De onderzoekers blijken goed voorbereid. Dossiers nemen zij stap voor stap door. Marotti toont zich vooral vasthoudend als het gaat om procedures. Mansel stelt zijn vragen beleefd en vriendelijk, maar wil wél het naadje van de kous weten. De onderzoekers vragen naar de tijd die zit tussen de eerste aanmelding van een patiënt en de aanvang van de behandeling. Zij zijn gespitst op afwijkingen van de protocollen. Zo kreeg een oudere patiënte het advies om van chemotherapie af te zien. Van Riet legt uit dat het gaat om iemand met meerdere medische problemen voor wie chemo een te zware belasting zou zijn.

Als Yvonne van Riet en verpleegkundig specialist Majorie Wijnands hun verhaal hebben gedaan, is plastisch chirurg Maarten Hoogbergen aan de beurt. Zijn taak is om een borst na de operatie, waarbij vaak veel weefsel moet worden weggesneden, te herstellen.

Vliegvissen

Radiotherapeut Peter Paul van der Toorn komt binnen. Hij toont een luchtfoto van het Catharina, waarop te zien is hoe ‘zijn’ bestralingscentrum als een lange gang achter het ziekenhuis ligt en daar aan twee kanten uitsteekt. ,,Wij zijn groter dan het ziekenhuis zelf’’, zegt hij met een glimlach.

Na ruim drie uur interviewen neemt Van der Toorn de gasten mee naar zijn afdeling. Mansel is verrast dat die op de begane grond zit met veel ramen en dus uitzicht. ,,Ik heb in Londen alle zestien bestralingscentra bezocht. Die zaten allemaal ondergronds. Ik heb wekenlang nauwelijks daglicht gezien.’’ Van der Toorn legt uit dat voor dat uitzicht het gebouw wel aan zeer strenge eisen moest voldoen om te voorkomen dat radioactieve straling naar buiten kan doordringen.

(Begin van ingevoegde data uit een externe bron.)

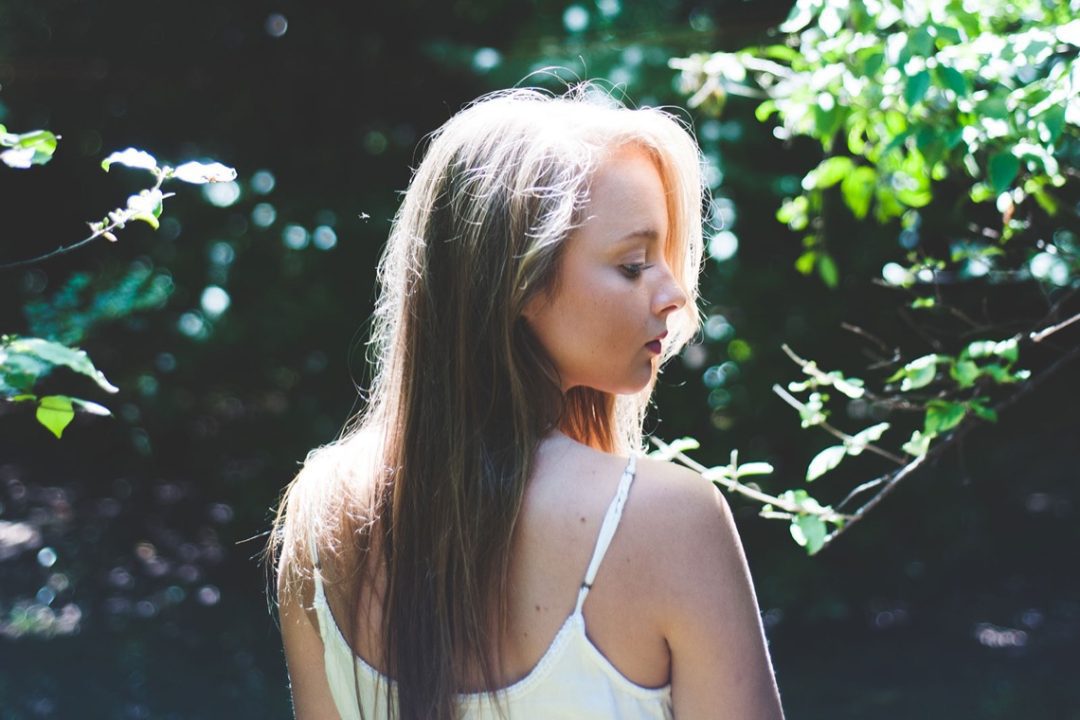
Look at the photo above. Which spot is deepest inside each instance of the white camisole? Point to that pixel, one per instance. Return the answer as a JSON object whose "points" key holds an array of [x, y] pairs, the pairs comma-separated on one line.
{"points": [[571, 680]]}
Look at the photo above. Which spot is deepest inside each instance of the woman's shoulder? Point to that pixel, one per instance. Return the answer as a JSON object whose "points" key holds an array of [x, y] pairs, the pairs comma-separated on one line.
{"points": [[685, 525], [678, 501]]}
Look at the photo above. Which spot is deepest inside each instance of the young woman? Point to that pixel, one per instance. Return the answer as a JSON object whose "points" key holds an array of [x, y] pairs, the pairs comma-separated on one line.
{"points": [[485, 541]]}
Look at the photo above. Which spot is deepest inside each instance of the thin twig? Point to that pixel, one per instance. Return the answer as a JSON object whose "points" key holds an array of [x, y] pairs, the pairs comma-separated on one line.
{"points": [[106, 231], [736, 486], [890, 480], [1045, 333]]}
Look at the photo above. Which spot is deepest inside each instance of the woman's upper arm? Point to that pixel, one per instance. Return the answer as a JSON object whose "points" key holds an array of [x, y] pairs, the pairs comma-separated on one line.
{"points": [[304, 655], [720, 665]]}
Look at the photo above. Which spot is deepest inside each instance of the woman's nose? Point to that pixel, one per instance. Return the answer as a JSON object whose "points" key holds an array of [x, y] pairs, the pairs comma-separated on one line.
{"points": [[669, 296]]}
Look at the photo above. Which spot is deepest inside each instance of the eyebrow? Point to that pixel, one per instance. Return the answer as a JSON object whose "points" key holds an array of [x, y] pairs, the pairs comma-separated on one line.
{"points": [[643, 233]]}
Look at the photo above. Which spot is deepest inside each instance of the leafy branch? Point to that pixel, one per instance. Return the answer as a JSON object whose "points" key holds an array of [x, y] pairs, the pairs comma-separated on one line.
{"points": [[26, 361]]}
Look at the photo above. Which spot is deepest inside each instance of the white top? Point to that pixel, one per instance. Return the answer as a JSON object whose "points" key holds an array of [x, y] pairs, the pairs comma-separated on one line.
{"points": [[572, 679]]}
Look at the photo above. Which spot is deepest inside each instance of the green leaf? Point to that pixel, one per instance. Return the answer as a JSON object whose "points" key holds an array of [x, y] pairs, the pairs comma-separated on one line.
{"points": [[1003, 167], [55, 412], [858, 189], [920, 43], [765, 110], [917, 374], [826, 268], [953, 79], [943, 416], [918, 445], [964, 372], [809, 531], [825, 461], [55, 353], [1008, 349], [982, 411], [806, 262], [864, 437], [916, 87]]}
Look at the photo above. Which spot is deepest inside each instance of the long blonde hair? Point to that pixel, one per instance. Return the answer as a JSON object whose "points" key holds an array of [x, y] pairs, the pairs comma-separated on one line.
{"points": [[427, 481]]}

Voor Mansel is de dag nog niet voorbij. Hij spoedt zich naar Eindhoven Airport voor een vlucht naar Manchester. Daar moet hij die avond nog een zitting van het lokale medisch tuchtcollege voorzitten. Hoe houdt hij dat leven vol? Met een glimlach: ,,Dit weekeinde ga ik vliegvissen in Schotland, mijn hobby. I love it.’’

De delegatie toont zich na de visitatie tevreden. De Eusoma-erkenning wordt voor drie jaar verlengd.